ERTMS : économie et déploiement

ERTMS et enjeux économiques

L’Union Européenne a défini un réseau cible à horizon 2020 de 40 000 km de lignes équipées ERTMS dont 25 000 prioritaires sur les grands corridors fret. Le coût de déploiement sur le réseau européen prioritaire est élevé, évalué entre 5 et 6 MM€. Cependant, une partie des équipements nationaux seront à renouveler dans ce laps de temps : il faut donc évaluer le coût « supplémentaire » de l’ERTMS par rapport au coût « de base » de renouvellement à l’identique des équipements… si tant est que cela soit possible au regard des évolutions technologiques.

L’étude de la Cour Européenne des Comptes en 2017 est assez révélatrice :

  • le coût « bord » est évalué entre 300 et 500 000 € par engin moteur dans le cas d’un matériel neuf, et entre 600 000 et 900 000 € dans le cas de l’équipement d’un matériel existant (Allemagne, Pays-Bas).
  • Le coût « sol » varie entre 100 000 et 350 000 € / km selon la densité de trafic visé sur la ligne et selon l’imputation des coûts de renouvellement d’une ligne existante au Danemark et en Suède, le coût complet « dépose du système national + installation ERTMS » a atteint 1,4 M€ / km.

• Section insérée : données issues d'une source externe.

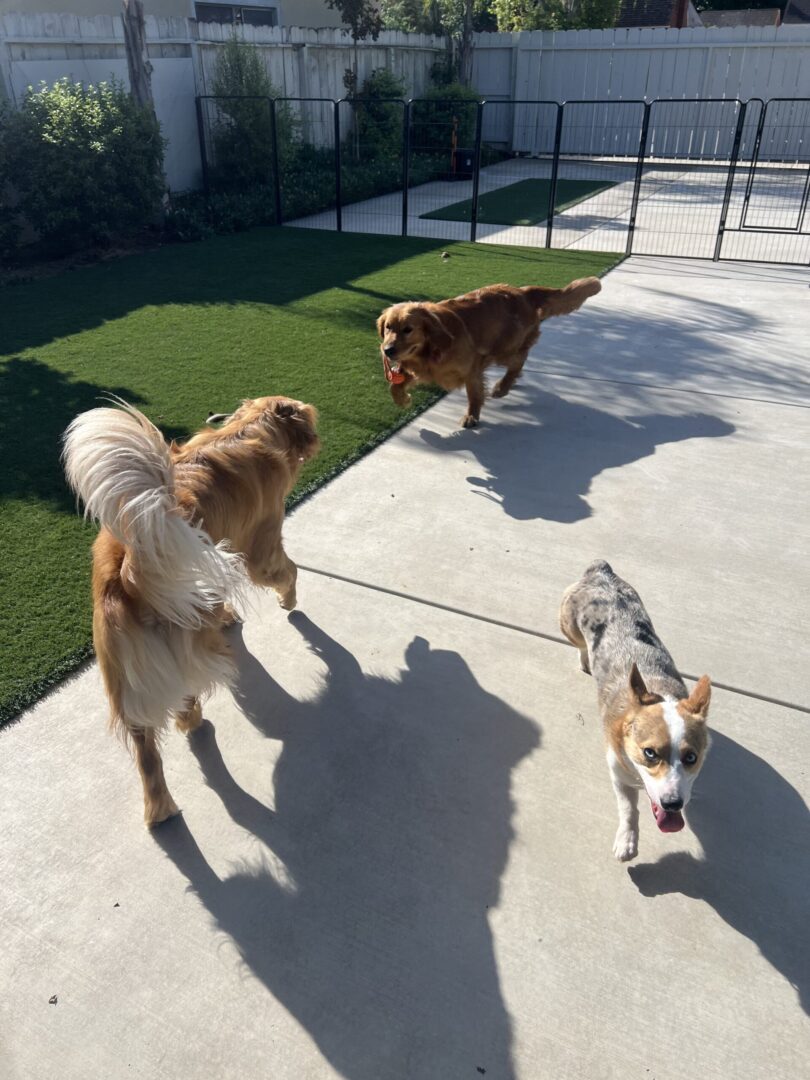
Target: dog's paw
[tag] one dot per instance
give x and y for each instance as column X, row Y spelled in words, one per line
column 625, row 845
column 160, row 809
column 190, row 719
column 229, row 617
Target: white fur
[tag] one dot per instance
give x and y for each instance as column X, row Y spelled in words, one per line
column 625, row 844
column 677, row 781
column 119, row 464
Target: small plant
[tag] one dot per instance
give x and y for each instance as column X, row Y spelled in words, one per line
column 84, row 164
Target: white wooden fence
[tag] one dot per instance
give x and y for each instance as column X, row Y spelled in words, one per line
column 301, row 63
column 613, row 65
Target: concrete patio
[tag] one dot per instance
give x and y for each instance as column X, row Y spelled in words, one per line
column 393, row 861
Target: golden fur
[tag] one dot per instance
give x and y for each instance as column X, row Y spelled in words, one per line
column 230, row 484
column 454, row 341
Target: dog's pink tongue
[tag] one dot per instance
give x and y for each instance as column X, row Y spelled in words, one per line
column 667, row 821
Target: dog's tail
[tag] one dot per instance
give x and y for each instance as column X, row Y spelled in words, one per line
column 120, row 467
column 562, row 301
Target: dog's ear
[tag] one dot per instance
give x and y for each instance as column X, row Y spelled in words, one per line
column 697, row 703
column 638, row 690
column 437, row 340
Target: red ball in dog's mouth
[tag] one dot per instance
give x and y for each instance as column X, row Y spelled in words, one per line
column 667, row 821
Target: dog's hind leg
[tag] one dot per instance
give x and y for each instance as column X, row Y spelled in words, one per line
column 571, row 631
column 474, row 388
column 158, row 804
column 281, row 574
column 190, row 718
column 514, row 366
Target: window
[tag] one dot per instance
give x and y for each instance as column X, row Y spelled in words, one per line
column 237, row 14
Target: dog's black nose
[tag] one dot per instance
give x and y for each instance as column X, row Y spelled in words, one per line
column 672, row 805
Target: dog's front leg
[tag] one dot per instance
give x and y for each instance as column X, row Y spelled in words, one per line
column 474, row 400
column 280, row 572
column 158, row 802
column 625, row 845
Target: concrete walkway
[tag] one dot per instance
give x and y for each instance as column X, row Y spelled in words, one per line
column 394, row 856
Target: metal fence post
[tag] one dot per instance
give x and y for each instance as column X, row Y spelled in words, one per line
column 338, row 207
column 405, row 165
column 730, row 180
column 554, row 171
column 277, row 162
column 639, row 172
column 755, row 154
column 203, row 152
column 476, row 171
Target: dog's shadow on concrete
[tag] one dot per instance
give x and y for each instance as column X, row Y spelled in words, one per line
column 544, row 466
column 391, row 831
column 755, row 832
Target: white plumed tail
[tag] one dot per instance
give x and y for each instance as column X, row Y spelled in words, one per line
column 119, row 464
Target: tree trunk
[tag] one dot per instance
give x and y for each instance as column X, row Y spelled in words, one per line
column 466, row 49
column 137, row 58
column 140, row 70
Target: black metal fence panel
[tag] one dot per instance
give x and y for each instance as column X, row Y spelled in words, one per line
column 372, row 156
column 443, row 138
column 701, row 178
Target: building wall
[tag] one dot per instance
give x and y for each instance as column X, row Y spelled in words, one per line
column 177, row 8
column 313, row 13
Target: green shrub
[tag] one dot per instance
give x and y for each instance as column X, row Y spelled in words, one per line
column 242, row 124
column 85, row 163
column 378, row 117
column 196, row 216
column 441, row 110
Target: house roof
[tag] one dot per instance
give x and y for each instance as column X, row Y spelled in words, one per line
column 797, row 11
column 645, row 13
column 741, row 16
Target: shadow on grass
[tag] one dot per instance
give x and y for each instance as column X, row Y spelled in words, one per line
column 37, row 403
column 544, row 467
column 392, row 825
column 755, row 832
column 265, row 266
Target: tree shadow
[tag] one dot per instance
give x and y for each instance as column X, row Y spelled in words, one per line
column 267, row 266
column 37, row 403
column 755, row 832
column 368, row 918
column 544, row 466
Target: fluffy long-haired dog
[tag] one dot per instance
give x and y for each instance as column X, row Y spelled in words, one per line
column 454, row 341
column 183, row 529
column 656, row 730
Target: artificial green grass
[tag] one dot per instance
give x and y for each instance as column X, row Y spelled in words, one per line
column 522, row 203
column 183, row 332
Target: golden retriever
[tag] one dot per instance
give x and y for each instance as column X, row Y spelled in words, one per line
column 451, row 342
column 183, row 529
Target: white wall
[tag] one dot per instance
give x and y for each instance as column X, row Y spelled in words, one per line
column 615, row 65
column 302, row 63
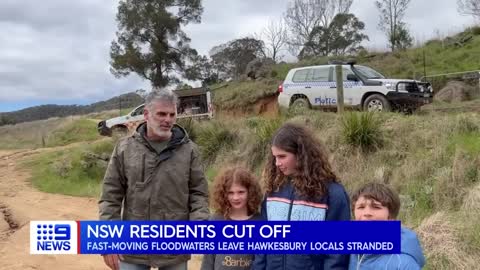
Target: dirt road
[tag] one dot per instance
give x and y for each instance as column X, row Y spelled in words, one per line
column 20, row 203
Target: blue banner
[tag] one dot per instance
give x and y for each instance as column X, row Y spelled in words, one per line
column 238, row 237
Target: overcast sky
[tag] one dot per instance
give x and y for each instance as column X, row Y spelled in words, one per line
column 57, row 51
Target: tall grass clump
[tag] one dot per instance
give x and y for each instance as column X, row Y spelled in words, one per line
column 77, row 171
column 73, row 131
column 212, row 137
column 262, row 130
column 190, row 125
column 362, row 130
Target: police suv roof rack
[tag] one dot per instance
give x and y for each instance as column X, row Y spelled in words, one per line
column 336, row 62
column 350, row 62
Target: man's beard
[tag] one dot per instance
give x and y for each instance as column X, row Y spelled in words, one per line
column 161, row 133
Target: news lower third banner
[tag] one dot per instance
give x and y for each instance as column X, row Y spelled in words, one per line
column 214, row 237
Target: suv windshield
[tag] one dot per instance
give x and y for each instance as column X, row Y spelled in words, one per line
column 369, row 73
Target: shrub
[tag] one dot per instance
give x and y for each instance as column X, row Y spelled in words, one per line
column 362, row 130
column 212, row 137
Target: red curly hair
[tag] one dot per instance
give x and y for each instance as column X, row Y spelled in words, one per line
column 240, row 176
column 314, row 171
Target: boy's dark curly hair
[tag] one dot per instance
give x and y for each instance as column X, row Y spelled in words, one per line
column 239, row 176
column 313, row 171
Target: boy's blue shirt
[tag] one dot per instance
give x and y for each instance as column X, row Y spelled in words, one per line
column 411, row 257
column 286, row 204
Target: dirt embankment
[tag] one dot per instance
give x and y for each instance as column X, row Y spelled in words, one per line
column 20, row 203
column 266, row 107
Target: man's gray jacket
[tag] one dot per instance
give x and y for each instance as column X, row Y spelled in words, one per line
column 151, row 186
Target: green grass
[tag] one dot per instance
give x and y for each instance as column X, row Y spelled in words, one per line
column 469, row 142
column 362, row 130
column 77, row 171
column 76, row 131
column 439, row 58
column 241, row 95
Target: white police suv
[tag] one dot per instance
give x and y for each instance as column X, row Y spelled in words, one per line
column 364, row 88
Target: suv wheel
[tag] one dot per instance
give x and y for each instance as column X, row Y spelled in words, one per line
column 300, row 104
column 376, row 103
column 119, row 131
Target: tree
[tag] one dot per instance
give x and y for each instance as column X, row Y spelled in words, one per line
column 232, row 58
column 274, row 36
column 303, row 16
column 343, row 35
column 403, row 40
column 391, row 16
column 204, row 70
column 469, row 7
column 150, row 41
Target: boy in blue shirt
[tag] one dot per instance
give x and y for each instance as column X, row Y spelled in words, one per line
column 376, row 201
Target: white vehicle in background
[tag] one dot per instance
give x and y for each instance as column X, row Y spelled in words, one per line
column 364, row 88
column 193, row 103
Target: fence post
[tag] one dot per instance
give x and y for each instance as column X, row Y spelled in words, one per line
column 339, row 72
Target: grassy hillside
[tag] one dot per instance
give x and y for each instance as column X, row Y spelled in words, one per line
column 432, row 159
column 442, row 56
column 48, row 133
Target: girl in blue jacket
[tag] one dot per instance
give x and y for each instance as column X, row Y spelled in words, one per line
column 300, row 185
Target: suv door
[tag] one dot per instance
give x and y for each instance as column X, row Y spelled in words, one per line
column 321, row 82
column 352, row 90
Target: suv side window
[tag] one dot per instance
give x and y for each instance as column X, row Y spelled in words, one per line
column 301, row 75
column 346, row 72
column 138, row 111
column 321, row 74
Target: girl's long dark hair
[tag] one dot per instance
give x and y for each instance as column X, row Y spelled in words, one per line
column 314, row 171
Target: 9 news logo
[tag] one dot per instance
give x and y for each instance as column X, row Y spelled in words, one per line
column 53, row 237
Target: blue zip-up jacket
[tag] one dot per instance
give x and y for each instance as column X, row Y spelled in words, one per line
column 286, row 204
column 411, row 257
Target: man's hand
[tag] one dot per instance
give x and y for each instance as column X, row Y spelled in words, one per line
column 112, row 261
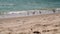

L’évaluation économique doit aussi prendre en considération :

  • les effets potentiels de la standardisation des composants (économies d’échelle) ;
  • le bénéfice capacitaire et la part d’éventuels investissements éludés les éventuels investissements capacitaires éludés par l’équipement ERTMS (voies supplémentaires) : le bilan est à analyser au cas par cas, et peut s’avérer très variable :
  • l’impact de la centralisation de la commande du réseau quand elle n’existe pas déjà.

Il ressort donc que le niveau 1 présente peu d’intérêt sur le coût de possession de l’infrastructure. Le niveau 2, surtout s’il entraîne la suppression de la signalisation latérale, constitue un équilibre potentiellement plausible, néanmoins conditionné à une gestion plus fine du matériel roulant pour, du moins en phase transitoire, dédié des parcs à des lignes équipées. Néanmoins, il suppose un équipement assez important de l’infrastructure pour assurer la détection des trains et leur transmettre les informations utiles.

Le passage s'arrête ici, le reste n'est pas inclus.